14-Day Hawaiʻi Trans-Pacific Visitor Quarantine Extended Through July 31
The mandatory trans-Pacific self-quarantine for Hawaiʻi visitors has been extended into the summer.
Hawaiʻi officials extended the mandatory 14-day quarantine for all trans-Pacific visitors to the Islands through July 31 to combat the spread of COVID-19 to the Islands.
Gov. David Ige announced Wednesday that the mandatory self-quarantine, which requires all trans-Pacific passengers to stay in their hotel room or place of lodging for 14 days, will run to July 31. Ige cites a recent spike in COVID-19 cases as one of the many reasons why the quarantine has been extended.
Today there were seven new confirmed cases of COVID-19; the state’s total tally of cases is now 692.
“All of these Western states are now seeing spikes in the number of COVID-19 cases,” Ige said. “We will be working through and finding solutions that allows us to bring travelers from out-of-state back to the state of Hawaiʻi in a safe and secure manner.”

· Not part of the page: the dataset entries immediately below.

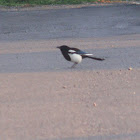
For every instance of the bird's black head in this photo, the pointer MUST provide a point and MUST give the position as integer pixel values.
(63, 47)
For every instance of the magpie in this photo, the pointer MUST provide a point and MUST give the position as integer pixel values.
(75, 55)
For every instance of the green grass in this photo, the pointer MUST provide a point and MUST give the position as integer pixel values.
(46, 2)
(41, 2)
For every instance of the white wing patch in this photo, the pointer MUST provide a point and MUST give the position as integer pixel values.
(71, 51)
(88, 54)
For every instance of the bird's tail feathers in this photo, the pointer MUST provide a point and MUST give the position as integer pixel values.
(96, 58)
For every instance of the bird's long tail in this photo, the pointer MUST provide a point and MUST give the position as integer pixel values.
(96, 58)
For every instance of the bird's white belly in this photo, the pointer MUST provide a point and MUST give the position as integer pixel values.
(76, 58)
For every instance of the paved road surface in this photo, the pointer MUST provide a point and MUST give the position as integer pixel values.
(42, 99)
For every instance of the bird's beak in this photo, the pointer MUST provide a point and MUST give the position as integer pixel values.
(58, 47)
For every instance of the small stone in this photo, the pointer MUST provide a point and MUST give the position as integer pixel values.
(130, 68)
(64, 87)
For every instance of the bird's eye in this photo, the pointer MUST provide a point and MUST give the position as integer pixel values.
(71, 51)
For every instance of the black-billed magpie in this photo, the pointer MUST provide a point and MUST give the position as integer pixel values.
(75, 55)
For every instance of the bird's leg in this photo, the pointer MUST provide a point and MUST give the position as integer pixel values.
(73, 66)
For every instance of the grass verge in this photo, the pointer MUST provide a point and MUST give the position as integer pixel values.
(42, 2)
(51, 2)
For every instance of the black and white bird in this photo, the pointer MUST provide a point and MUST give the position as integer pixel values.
(75, 55)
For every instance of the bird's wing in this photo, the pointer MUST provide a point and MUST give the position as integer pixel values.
(82, 53)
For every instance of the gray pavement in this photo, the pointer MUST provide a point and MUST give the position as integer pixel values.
(42, 99)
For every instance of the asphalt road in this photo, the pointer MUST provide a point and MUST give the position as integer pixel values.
(41, 98)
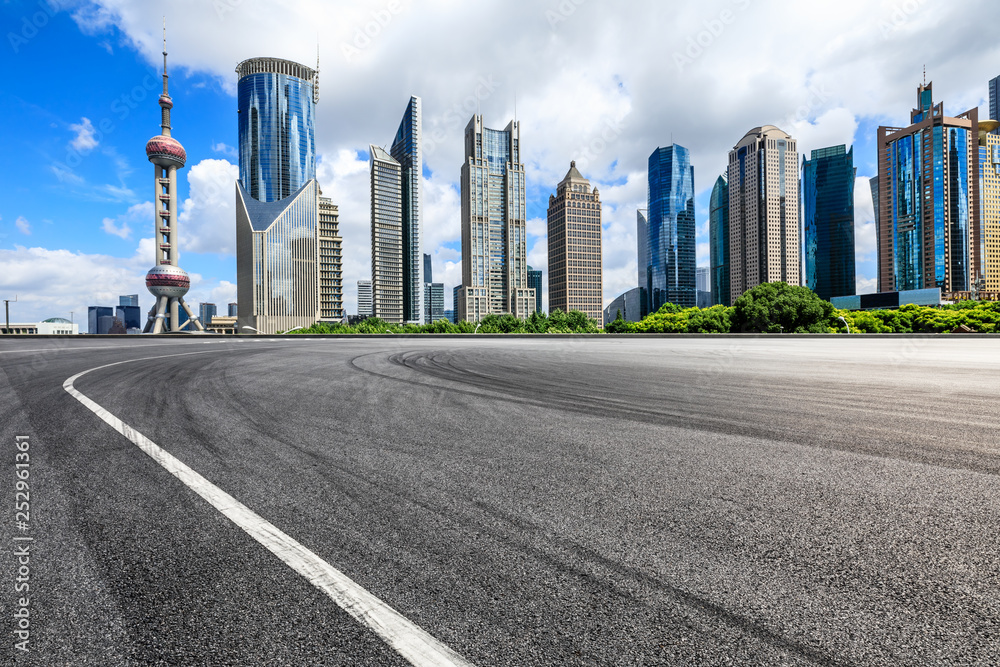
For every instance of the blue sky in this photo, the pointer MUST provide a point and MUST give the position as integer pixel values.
(591, 84)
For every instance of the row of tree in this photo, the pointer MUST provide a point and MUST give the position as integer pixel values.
(767, 308)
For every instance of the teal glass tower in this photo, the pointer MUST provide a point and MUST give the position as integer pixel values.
(718, 232)
(828, 221)
(671, 229)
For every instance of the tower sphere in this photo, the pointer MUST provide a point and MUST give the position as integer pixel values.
(165, 152)
(168, 280)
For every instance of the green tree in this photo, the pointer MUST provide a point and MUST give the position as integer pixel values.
(780, 307)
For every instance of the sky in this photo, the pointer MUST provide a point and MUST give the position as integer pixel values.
(600, 83)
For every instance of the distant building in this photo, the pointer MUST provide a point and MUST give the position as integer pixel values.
(94, 315)
(828, 221)
(718, 232)
(206, 311)
(387, 236)
(929, 225)
(364, 298)
(535, 283)
(631, 305)
(433, 302)
(671, 223)
(331, 282)
(763, 210)
(574, 239)
(131, 316)
(494, 225)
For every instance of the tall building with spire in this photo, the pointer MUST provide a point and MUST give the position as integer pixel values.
(494, 233)
(574, 240)
(928, 201)
(277, 199)
(167, 281)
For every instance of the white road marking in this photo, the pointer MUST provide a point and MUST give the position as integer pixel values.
(407, 638)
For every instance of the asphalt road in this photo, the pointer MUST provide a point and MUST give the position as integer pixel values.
(601, 501)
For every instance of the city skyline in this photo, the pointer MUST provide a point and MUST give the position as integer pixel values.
(822, 107)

Additional forms and checks will also be in place for those coming to Hawaiʻi, like a temperature check at the airport, questions about their health as well as new mandatory travel and health forms that can be filled out online. These new screening measures will be put into effect on June 16—the same day the 14-day mandatory self-quarantine for interisland travel will be lifted.
SEE ALSO: Hawaiʻi’s Mandatory Interisland Travel Quarantine Will End on June 16
“This is our very first step in doing something other than a travel quarantine,” says State Attorney General Clare Connors. “Based on what happens during that screening process, they may be offered a COVID-19 test, and if they have a temperature above 100.4, they will not be flying that that day. But once they’ve cleared that process, they will be allowed to go through TSA and continue on their travels.”
While this news may impact travel plans and continue to affect our already struggling tourism industry, it’s important to these measures are being put into place to protect our Islands’ residents and the state’s fragile healthcare system.